Looking for support re: first full code
- 0Mar 8, '13 by Anne36I need some support, should probably have started my own thread. I had my first full Code last night. Im very upset about it. I had seen my resident within the one hour before this occured and had not seen a change in status for this resident that would have made me call the Doctor let alone send out to Hospital. I was not able to revive nor was the EMS. I dont know what I could have done differently, but the contact is an attorney who is already up in arms and was threatening on the telephone. Anyone been in this situation before?
- 1Mar 8, '13 by uRNmywayWe can't give legal advice on here per TOS. I would strongly recommend you contact an attorney and/or malpractice/liability insurance to discuss. If all your ducks are in a row, your charting done completely and appropriately, then you have done what you could.
As for the code itself...Honey, we can't save em all, and you will need to accept that. I gather from your post that you are in a LTC setting (forgive me if I'm wrong), and so probably have been with this patient for a while. I know it hurts a whole lot more to lose someone you have been caring for for a while. Try to see if there is any kind of debriefing or employee assistance to help you grieve adequately.
Try to use this as a learning experience. What actually happened? If patient had MI, what symptoms should have been there? Sometimes patients don't present with the traditional expected symptoms, especially in males vs. females. IE location and description of pain. Sometimes patients have that sense of impending doom before they crash. Did your patient seem particularly anxious the last time you saw them? Of course this is just an example as I don't know what happened, but you hopefully get the point.
That instinct and nursing spidey sense is something that will develop in time. Just learn from this, relax, have a glass of wine or something.
- 5Mar 8, '13 by GrnTeaYou know, sometimes people just die. There will probably be a post done, and that will get everyone to stand down.
Call your malpractice carrier and tell them about this. (You DO have malpractice insurance, right?) It is their job to defend you even if all you need is a pointer letter to the other side telling them to back off. The sooner they know about anything at all, the better.
As to the threatening angry sounds, if the contact was a relative, anger/shock/denial is a common first response to an unexpected death. Don't talk to anyone but your malpractice folks, certainly don't talk to the angry guy on the phone. Any such calls should be referred to administration without comment of any kind from anyone including the ward clerk and the housekeeping guy.
- 0Mar 10, '13 by GeneralJinjurIf you can talk about it with peer nurses, it can be really helpful. I have some friends from nursing school and we vent/debrief as needed. While they don't work with me, they can relate to the stress and I know I can trust them. Now is a good time to be gentle with yourself and accept that it will bug you. I think trying to force yourself to feel what you think you should feel is more harmful than just accepting the occasional thought or feeling as it pops up. I have dealt with some pretty intense situations at my hospital and sometimes, I will have a flashback as I enter one of those rooms or a patient says something similar.

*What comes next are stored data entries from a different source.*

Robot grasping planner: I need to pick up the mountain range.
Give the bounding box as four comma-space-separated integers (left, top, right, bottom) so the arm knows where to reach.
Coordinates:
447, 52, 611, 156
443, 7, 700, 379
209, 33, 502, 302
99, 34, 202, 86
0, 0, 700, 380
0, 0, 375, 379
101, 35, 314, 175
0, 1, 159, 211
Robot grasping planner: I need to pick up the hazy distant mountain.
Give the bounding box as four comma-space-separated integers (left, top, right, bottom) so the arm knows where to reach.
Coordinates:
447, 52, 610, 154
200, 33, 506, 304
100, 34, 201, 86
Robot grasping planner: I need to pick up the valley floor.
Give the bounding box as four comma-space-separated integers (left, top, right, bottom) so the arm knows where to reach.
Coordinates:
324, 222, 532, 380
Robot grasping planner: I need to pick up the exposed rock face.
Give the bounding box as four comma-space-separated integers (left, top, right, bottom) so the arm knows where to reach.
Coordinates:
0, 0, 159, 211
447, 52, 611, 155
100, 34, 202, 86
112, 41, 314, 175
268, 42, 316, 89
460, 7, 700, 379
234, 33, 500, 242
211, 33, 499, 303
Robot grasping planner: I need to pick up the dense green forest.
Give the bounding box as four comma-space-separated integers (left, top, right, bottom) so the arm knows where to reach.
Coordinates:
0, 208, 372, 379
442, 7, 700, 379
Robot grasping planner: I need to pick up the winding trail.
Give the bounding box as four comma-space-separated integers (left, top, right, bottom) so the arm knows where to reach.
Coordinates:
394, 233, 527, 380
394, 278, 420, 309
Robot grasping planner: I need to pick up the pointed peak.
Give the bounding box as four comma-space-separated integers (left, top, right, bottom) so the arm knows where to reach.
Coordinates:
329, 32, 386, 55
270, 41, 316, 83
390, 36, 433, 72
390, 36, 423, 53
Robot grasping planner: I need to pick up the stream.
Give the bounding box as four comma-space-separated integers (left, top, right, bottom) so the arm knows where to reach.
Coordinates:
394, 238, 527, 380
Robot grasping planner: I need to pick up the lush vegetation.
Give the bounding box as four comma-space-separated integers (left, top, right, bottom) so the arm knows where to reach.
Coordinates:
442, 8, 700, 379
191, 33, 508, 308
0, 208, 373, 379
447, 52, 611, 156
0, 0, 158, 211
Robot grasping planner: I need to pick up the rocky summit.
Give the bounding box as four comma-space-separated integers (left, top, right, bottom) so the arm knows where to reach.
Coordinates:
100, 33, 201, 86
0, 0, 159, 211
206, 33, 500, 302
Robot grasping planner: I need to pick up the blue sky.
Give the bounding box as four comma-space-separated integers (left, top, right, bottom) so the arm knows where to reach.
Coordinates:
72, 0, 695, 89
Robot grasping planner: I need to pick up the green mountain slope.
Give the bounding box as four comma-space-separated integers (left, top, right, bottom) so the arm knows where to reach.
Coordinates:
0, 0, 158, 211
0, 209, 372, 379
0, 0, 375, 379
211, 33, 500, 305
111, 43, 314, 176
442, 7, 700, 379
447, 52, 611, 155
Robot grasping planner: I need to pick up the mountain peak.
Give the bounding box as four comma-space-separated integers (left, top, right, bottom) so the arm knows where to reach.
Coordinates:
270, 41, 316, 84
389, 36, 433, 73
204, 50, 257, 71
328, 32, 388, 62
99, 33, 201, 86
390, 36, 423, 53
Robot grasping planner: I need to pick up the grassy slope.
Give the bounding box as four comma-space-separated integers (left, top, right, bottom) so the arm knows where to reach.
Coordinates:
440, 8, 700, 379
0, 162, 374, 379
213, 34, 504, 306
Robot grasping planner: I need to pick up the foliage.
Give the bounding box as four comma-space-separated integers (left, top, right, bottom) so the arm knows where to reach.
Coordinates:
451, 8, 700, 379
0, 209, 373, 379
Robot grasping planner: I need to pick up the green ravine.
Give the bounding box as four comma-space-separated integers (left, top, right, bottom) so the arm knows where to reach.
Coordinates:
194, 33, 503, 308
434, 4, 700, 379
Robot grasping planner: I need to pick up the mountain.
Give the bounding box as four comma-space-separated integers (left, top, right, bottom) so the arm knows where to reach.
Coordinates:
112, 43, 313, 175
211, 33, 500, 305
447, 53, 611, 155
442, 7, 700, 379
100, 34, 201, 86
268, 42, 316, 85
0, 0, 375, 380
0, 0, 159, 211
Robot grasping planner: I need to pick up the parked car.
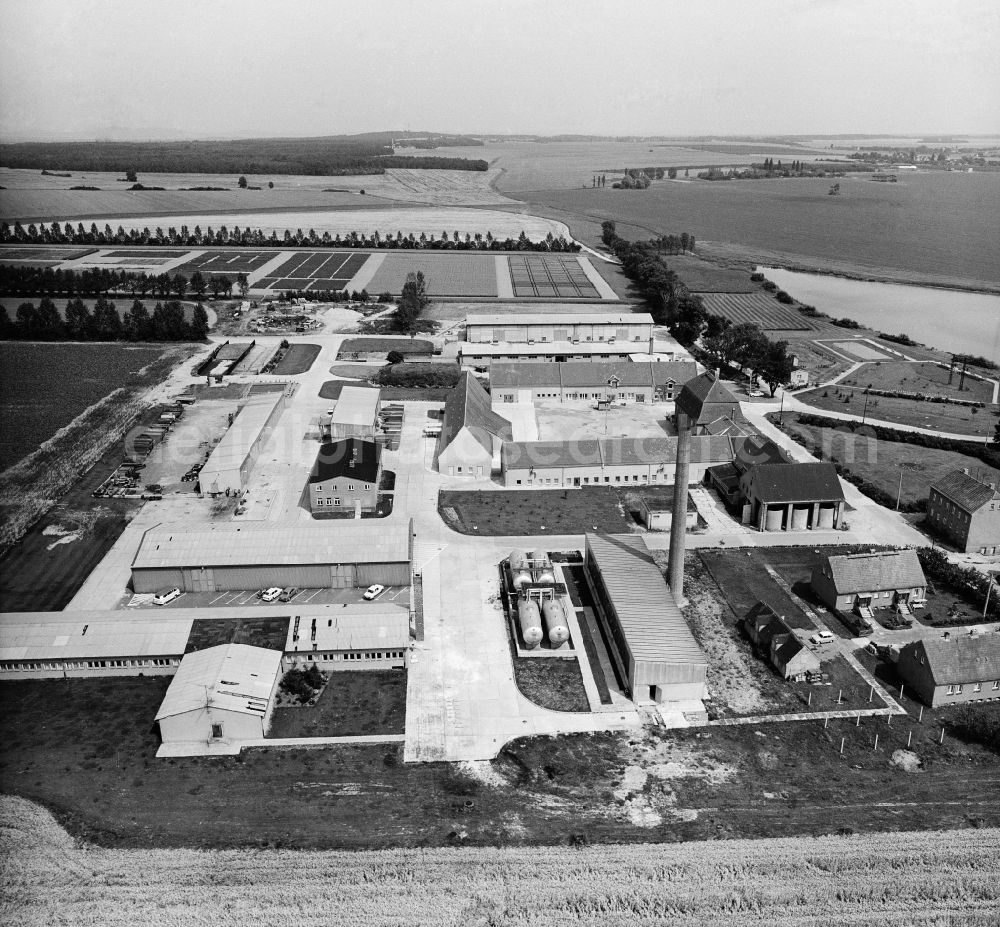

- 1Mar 10, '13 by akulahawkQuote from GeneralJinjurThere really is a LOT of truth in this post. Don't force yourself to feel anything other than what you actually do. Don't beat yourself up about what you should have known or done, looking in retrospect, because you didn't know. Sometimes patients will just die with little warning. I've run quite a few codes, relative to the general population (about 20 or so), and I don't feel like I could have done more for my patients. Why? I did what I could for them and did my best. Our job, when we battle death (and we all will lose at some point anyway), is to nudge the patient toward life. Sometimes we can give them a pretty good shove toward life, but ultimately, they may be too far down the path to want to do anything other than "listen" to our persuasion.If you can talk about it with peer nurses, it can be really helpful. I have some friends from nursing school and we vent/debrief as needed. While they don't work with me, they can relate to the stress and I know I can trust them. Now is a good time to be gentle with yourself and accept that it will bug you. I think trying to force yourself to feel what you think you should feel is more harmful than just accepting the occasional thought or feeling as it pops up. I have dealt with some pretty intense situations at my hospital and sometimes, I will have a flashback as I enter one of those rooms or a patient says something similar.
Try to find someone that can facilitate your debrief and talk it over with the staff that was there. Chances are pretty good that the EMS crew won't have to be there unless it was somehow traumatic for them as well (probably not if it was relatively routine for them). Bottom line: talk it over and process those feelings (even if you feel ambivalent about it) because something is bothering you enough that you're posting about it here.
And yes, I remember my 1st code, and my most recent one. The rest are mostly a blur, though about 3 or 4 stand out in my memory.